Welsh actor (born 1982)

Garnon Davies is a Welsh actor, best known for his television appearances.

==Career==
Davies was born in Pyle, near Bridgend, South Wales, on 16 December 1982. He attended Ysgol Y ferch O'r Sger primary school and then went on to Welsh-speaking secondary school Ysgol Gyfun Llanhari. After a few years at that school he went on to study for his GCSEs and A-levels in Porthcawl Comprehensive School.

On leaving Porthcawl Comprehensive Davies attended the prestigious Webber Douglas Academy of Dramatic Art in Kensington, London where he trained as an actor for 3 years. Since leaving he has played many roles on TV and in theatre but is mostly known for his work in Channel 4's Hollyoaks where he played Elliot Bevan. Since leaving Channel 4's Hollyoaks, Davies has gone on to appearing in stage and screen productions. Working in Wales and on shows such as Doctors, Da Vinci's Demons and Holby City.
Garnon is an avid collector of antique chairs and has over 300 pieces.

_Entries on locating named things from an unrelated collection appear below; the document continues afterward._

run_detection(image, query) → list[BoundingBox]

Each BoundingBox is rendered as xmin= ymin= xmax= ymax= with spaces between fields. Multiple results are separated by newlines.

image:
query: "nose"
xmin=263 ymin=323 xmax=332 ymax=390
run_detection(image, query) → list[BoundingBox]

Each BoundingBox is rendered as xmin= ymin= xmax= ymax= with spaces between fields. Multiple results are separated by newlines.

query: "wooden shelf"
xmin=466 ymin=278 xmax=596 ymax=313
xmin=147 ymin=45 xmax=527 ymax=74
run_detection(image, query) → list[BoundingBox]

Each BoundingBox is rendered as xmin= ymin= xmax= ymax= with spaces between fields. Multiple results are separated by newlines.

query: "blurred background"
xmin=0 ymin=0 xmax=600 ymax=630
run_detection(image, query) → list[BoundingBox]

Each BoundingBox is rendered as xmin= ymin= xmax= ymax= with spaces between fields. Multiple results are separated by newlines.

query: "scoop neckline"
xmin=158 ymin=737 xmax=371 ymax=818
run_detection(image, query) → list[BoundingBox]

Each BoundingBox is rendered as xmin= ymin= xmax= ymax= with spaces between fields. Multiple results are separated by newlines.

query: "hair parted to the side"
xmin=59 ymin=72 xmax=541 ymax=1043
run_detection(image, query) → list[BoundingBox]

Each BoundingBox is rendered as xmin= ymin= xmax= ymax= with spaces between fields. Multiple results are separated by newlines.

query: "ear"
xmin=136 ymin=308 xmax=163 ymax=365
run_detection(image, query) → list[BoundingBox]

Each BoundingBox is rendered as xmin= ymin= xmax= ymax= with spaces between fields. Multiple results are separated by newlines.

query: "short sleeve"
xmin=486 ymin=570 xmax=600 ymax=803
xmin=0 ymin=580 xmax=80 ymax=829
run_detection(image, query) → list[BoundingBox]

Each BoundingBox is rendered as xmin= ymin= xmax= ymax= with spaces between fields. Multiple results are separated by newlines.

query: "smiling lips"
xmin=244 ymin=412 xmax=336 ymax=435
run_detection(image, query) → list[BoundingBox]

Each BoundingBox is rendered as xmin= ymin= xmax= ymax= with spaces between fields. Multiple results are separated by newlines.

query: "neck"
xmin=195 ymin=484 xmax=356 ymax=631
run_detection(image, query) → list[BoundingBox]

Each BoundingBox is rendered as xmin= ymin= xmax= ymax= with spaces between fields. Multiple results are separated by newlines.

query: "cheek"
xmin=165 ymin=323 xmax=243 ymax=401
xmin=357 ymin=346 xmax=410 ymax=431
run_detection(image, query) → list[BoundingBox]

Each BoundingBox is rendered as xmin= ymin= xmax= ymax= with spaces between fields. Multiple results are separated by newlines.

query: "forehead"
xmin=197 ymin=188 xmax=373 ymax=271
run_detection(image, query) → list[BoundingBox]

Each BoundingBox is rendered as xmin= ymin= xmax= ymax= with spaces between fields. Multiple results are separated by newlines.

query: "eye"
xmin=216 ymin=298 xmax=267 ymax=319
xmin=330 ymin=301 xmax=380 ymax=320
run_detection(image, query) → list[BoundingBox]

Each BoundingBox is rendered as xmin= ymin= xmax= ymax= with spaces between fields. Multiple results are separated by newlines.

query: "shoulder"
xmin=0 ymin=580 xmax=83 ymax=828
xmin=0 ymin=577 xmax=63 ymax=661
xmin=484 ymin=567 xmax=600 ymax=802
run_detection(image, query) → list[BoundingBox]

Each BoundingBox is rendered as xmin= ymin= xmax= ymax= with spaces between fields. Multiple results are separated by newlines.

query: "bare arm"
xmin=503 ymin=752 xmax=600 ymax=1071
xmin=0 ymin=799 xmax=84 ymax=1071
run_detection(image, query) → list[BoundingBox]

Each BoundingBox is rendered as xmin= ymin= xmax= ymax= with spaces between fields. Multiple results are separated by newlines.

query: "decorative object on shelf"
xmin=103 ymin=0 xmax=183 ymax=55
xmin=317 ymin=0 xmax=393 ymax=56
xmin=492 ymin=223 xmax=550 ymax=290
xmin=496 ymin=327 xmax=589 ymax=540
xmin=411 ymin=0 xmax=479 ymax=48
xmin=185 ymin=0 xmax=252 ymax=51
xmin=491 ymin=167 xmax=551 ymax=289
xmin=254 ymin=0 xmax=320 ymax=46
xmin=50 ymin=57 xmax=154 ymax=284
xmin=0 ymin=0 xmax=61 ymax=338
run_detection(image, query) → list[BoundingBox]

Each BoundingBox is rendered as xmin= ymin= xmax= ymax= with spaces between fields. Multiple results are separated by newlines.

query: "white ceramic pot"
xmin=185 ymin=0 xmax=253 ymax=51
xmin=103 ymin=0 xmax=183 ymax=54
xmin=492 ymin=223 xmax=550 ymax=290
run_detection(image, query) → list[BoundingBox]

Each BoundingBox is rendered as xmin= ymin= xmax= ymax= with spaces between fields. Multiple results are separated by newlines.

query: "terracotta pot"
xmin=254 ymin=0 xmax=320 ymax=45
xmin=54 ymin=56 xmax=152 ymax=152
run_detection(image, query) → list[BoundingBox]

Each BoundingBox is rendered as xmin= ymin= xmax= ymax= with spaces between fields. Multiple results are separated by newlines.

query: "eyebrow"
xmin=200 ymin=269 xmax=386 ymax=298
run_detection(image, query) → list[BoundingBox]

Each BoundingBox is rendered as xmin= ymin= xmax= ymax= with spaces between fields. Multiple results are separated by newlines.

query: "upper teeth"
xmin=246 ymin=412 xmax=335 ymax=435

In 2008, he participated in a campaign held by the Anti-Bullying Alliance.

In 2014, Davies took the role of Charlie in an Afternoon Drama, titled Atlas, on BBC Radio 4. The episode was broadcast on 15 December 2014. He has acted in over 50 Radio Drama/Comedy episodes. Garnon is also part of a comedy duo, where he performs on the comedy circuit around the country.

==Filmography==

| Year | Title | Role | Notes |
|---|---|---|---|
| 2007–2010 | Hollyoaks | Elliot Bevan | Regular role |
| 2008, 2010 | Hollyoaks Later | Elliot Bevan | Regular role |
| 2011 | Doctors | Philip Dudley | Guest role |
| 2013 | Da Vinci's Demons | Laley | Guest role |
| 2013 | Holby City | Adam Buchanan | Recurring |
| 2016 | Stella | Alan | Guest role |

Davies has been working at drama school Italia Conti Academy of Theatre Arts since 2019 where he teaches acting and musical theatre.